Zefram <A.Main@xxxxxxxxxxxxxxxxx> wrote:
>I always set SHELL to /bin/sh explicitly in Makefiles.  GNU standards
>recommend this too.  This is really an example of the now deeply

Well, it's not that easy.
For a real POSIX environment, you could simply omit setting SHELL, since
the make utility will *always* set it to a /bin/sh compatible shell.

For non-posix environments, it gets a bit tricky.  Some makes set it,
some don't, some makes export the SHELL assignment to the environment,
some don't.  Then there is the possibility that the /bin/sh is a buggy
implementation with way too many bugs (some vendors delivered this
with their system).  So the users typically went and got themselves
a different shell (like pdksh, bash, zsh, whatever).  Now, if the
user is using that as his loginshell, and the shell is Bourne shell
compatible, then we'll try to use that one first.
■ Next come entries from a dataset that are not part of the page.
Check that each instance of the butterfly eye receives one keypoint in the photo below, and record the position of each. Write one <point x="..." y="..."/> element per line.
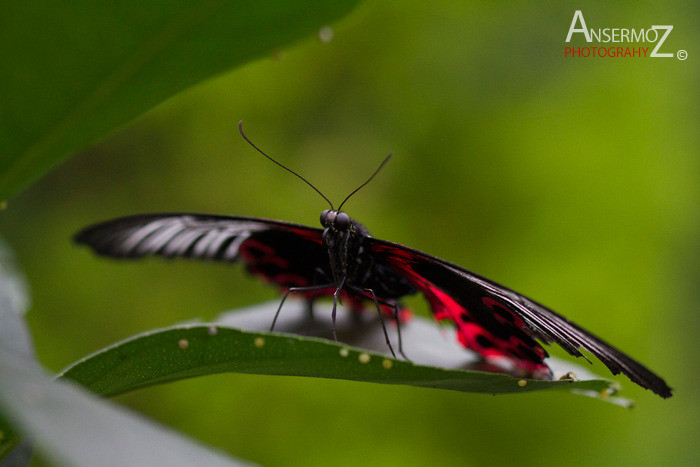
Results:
<point x="324" y="218"/>
<point x="342" y="221"/>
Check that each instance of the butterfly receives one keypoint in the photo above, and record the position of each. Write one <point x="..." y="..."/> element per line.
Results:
<point x="344" y="261"/>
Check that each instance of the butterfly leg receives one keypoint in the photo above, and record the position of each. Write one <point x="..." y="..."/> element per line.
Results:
<point x="335" y="306"/>
<point x="398" y="328"/>
<point x="381" y="320"/>
<point x="318" y="272"/>
<point x="297" y="289"/>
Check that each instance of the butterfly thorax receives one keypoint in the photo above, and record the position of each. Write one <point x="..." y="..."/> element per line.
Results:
<point x="350" y="260"/>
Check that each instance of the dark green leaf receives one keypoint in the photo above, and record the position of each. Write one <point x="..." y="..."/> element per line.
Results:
<point x="74" y="427"/>
<point x="186" y="351"/>
<point x="71" y="426"/>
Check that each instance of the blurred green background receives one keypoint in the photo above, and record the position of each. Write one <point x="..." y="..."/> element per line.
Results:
<point x="574" y="181"/>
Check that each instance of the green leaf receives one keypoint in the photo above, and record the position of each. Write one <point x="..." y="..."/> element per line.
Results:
<point x="72" y="73"/>
<point x="74" y="427"/>
<point x="190" y="350"/>
<point x="71" y="426"/>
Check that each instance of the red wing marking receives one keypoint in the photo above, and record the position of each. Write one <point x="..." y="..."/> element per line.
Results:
<point x="483" y="324"/>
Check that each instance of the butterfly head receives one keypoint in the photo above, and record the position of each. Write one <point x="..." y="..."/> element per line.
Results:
<point x="335" y="220"/>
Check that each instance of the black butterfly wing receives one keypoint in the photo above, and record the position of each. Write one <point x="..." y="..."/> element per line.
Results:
<point x="498" y="322"/>
<point x="289" y="255"/>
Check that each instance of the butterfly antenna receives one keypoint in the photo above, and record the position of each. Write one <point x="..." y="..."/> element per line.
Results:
<point x="240" y="128"/>
<point x="368" y="180"/>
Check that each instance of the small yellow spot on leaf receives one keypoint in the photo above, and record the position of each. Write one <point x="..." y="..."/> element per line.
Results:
<point x="325" y="34"/>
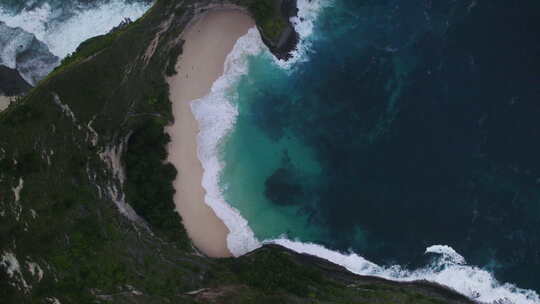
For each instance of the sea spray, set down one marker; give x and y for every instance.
(304, 25)
(62, 36)
(448, 269)
(216, 116)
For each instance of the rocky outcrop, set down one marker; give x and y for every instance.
(22, 51)
(11, 82)
(286, 42)
(66, 220)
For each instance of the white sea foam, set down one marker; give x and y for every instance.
(304, 24)
(63, 36)
(448, 269)
(216, 116)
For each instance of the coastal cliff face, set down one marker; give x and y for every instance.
(86, 200)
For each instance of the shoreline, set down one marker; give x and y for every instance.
(209, 38)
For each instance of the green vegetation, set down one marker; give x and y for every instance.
(268, 18)
(68, 223)
(149, 180)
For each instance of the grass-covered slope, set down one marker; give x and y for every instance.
(86, 212)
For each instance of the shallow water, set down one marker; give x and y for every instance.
(49, 30)
(411, 124)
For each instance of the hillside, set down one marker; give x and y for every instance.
(86, 201)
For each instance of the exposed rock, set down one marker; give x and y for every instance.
(11, 82)
(23, 52)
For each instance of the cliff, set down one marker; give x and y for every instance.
(71, 228)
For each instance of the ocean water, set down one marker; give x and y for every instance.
(37, 34)
(401, 141)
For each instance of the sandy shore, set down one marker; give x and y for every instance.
(208, 42)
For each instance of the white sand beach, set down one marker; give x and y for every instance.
(208, 41)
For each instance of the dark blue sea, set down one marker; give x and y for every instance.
(402, 140)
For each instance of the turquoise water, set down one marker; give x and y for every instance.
(248, 145)
(412, 124)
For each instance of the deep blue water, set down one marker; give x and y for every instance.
(413, 123)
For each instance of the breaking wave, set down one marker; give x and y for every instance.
(216, 115)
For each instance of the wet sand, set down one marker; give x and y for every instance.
(208, 41)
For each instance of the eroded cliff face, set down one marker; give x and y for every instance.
(70, 234)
Which is exactly why I was bothering with the zsh (in case it was more
/bin/sh compatible than the original /bin/sh installed on the system; why
wouldn't they replace the /bin/sh with a link to zsh, well, lots of
reasons: he's not the sysadmin, company policy, etc.).

>>+	*[zc]sh*) echo "Warning: really perverted make detected"; SHELL="";;

>Wouldn't it be better to do the feature tests, ignoring the name in
>$SHELL?  Maybe some perverted admin has a copy of sh under the name
>zsh.

Feature tests are difficult to make comprehensive.

>  Or even better, just use /bin/sh, which is Bourne-compatible
>everywhere, rather than accepting whatever $SHELL happens to be.

Not such a good idea, see above.
-- 
Sincerely,                                                          srb@xxxxxxx
           Stephen R. van den Berg (AKA BuGless).
Auto repair rates: basic labor $40/hour; if you wait, $60; if you watch, $80;
if you ask questions, $100; if you help, $120; if you laugh, $140.